River in South Yorkshire, England

The Ea Beck, also spelled Eaubeck or Eau Beck, is a small river in South Yorkshire, England, that flows eastwards into the River Don at Thorpe-in-Balne. The Environment Agency lists the beck as starting at South Elmsall, but mapping lists the beck with several names along its course. The beck has twice flooded areas and villages that it passes through in the 21st century.

==Toponymy==
The derivation of the name Ea for the beck has at least two possibilities: Oliver Rackham suggested that the name Ea indicates a drained or altered river-course, which was a common Anglo-Saxon term for drained fenland rivers in East Anglia, Hampshire and the peatlands of Yorkshire around the River Don. Eilert Ekwall suggests the word ēa has the same root (Old Norse) and means just river, being used as a root for the rivers Eye, Ray, Rea and Yeo.

==Catchment area overview==
Different authorities give different names to the watercourse. The Environment Agency record the Ea Beck as being 32 km long, and draining a catchment area of 92 km2. However, on Ordnance Survey mapping, various sections are named Hague Hall Beck, The Beck, Hampole Dike, Old Ea Beck, Smallholme and Tilts Drain, and Thorpe Marsh Drain, with no mention of Ea Beck. Doncaster Council suggest that the Ea Beck is the watercourse formed by the confluence of The Skell and Hampole Dike, downstream of Humber Head Bridge.

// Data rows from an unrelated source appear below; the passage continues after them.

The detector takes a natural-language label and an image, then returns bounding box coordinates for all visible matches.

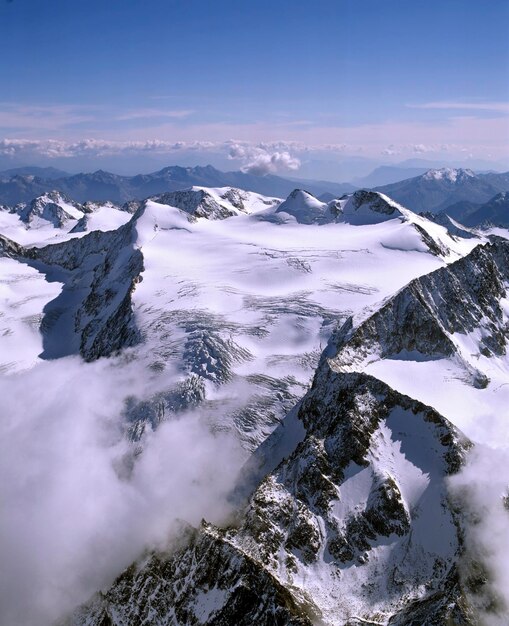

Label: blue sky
[0,0,509,173]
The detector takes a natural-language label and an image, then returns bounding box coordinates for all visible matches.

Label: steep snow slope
[152,187,281,219]
[0,191,130,245]
[0,190,486,626]
[66,370,470,626]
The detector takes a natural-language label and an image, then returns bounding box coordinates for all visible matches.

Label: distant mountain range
[375,168,509,213]
[443,191,509,228]
[0,165,356,205]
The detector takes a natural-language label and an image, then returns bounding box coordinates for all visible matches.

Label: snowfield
[0,184,509,626]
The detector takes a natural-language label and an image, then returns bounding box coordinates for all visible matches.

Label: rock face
[327,240,509,387]
[67,362,470,626]
[376,168,508,213]
[0,207,143,361]
[16,191,83,228]
[0,183,496,626]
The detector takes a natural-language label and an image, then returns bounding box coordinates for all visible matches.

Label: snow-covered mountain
[0,165,355,205]
[0,187,509,626]
[376,168,509,217]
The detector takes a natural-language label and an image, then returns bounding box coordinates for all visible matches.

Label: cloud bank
[0,357,243,626]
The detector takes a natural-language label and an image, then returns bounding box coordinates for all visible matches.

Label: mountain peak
[423,167,475,183]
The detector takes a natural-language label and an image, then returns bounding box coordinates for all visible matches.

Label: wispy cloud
[406,100,509,113]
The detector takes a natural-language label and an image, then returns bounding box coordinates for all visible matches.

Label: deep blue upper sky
[0,0,509,173]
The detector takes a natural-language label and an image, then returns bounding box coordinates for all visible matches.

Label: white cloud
[0,357,244,626]
[407,100,509,113]
[228,143,301,176]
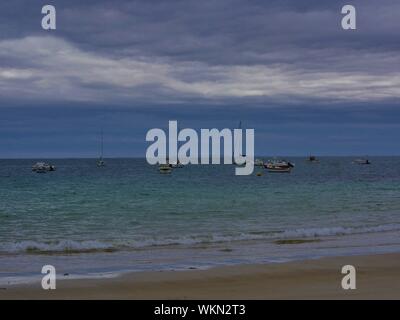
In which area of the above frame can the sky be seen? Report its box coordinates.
[0,0,400,158]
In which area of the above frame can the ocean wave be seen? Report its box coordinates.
[278,224,400,238]
[0,224,400,254]
[0,240,116,253]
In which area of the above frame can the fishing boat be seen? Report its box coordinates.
[353,159,371,164]
[264,159,294,173]
[97,129,106,167]
[158,163,172,174]
[170,160,184,169]
[307,156,319,163]
[32,162,56,173]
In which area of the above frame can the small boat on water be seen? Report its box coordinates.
[32,162,56,173]
[307,156,319,163]
[158,163,172,174]
[264,160,294,173]
[97,129,106,167]
[353,159,371,164]
[169,160,184,169]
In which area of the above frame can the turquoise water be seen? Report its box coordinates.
[0,157,400,282]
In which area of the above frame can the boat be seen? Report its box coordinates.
[264,159,294,173]
[169,160,184,169]
[233,121,246,167]
[97,129,106,167]
[32,162,56,173]
[307,156,319,162]
[158,163,172,174]
[353,159,371,164]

The beck runs through a former coal mining area, though the river valley is known for its magnesian limestone deposits around the Doncaster area. The course of the beck has been heavily altered, especially in its lower reaches, due to the coal seams found in that area which needed to be free from water ingress. Mining subsidence has led to the beck being modified with raised banks and pumps to effectively drain the water away. Colliery pumping programmes and raised banks along the river's course were implemented under the Doncaster Drainage Act of 1929.

==Course==
The Ea Beck system rises as a series of small streams. Furthest to the west is Hague Hall Beck, which rises just above the 70 m contour near the A628 road to the south of Hemsworth. It flows to the east and then the north-east to reach the Wakefield Line railway track. Just before it passes under its embankment, it is joined by another small stream which flows south-eastwards from near Little Hemsworth school. It then runs along the northern edge of the railway track, making a small diversion to pass under the embankment of the Dearne Valley line. A third source, Langthwaite Beck, rises near South Kirkby common and flows eastwards along the southern edge of the town before turning to the north-east along the western edge of South Elmsall. It passes under the railway to join Hague Hall Beck, which then crosses beneath the Wakefield line again close to South Elmsall railway station. Immediately afterwards, it is labelled The Beck by the Ordnance Survey.

Continuing eastwards, it passes South Elmsall sewage treatment works, and passes through a culvert under the former Hull, Barnsley and West Riding Junction Railway and another under the Wakefield line. It is crossed by the A638 road, and then by the railway twice on the northern edge of the village of Hampole. It is then labelled Hampole Dyke, and there is a straight section beside the railway, with the remains of a former loop on the south side of the tracks. Humber Head Bridge carries the A1 road over the railway and the river, after which the river channel is embanked on both sides. The next tributary is The Skell, which rises between Upton and North Elmsall, and passes through Wrangbrook, Skelbrooke and Skellow, as it heads south-eastwards. It is crossed by the B1220 road at Skellow Bridge on the southern edge of Skellow, and is embanked from there to its confluence with Ea Beck. Both Skellow and Skelbrooke derive their names from the river.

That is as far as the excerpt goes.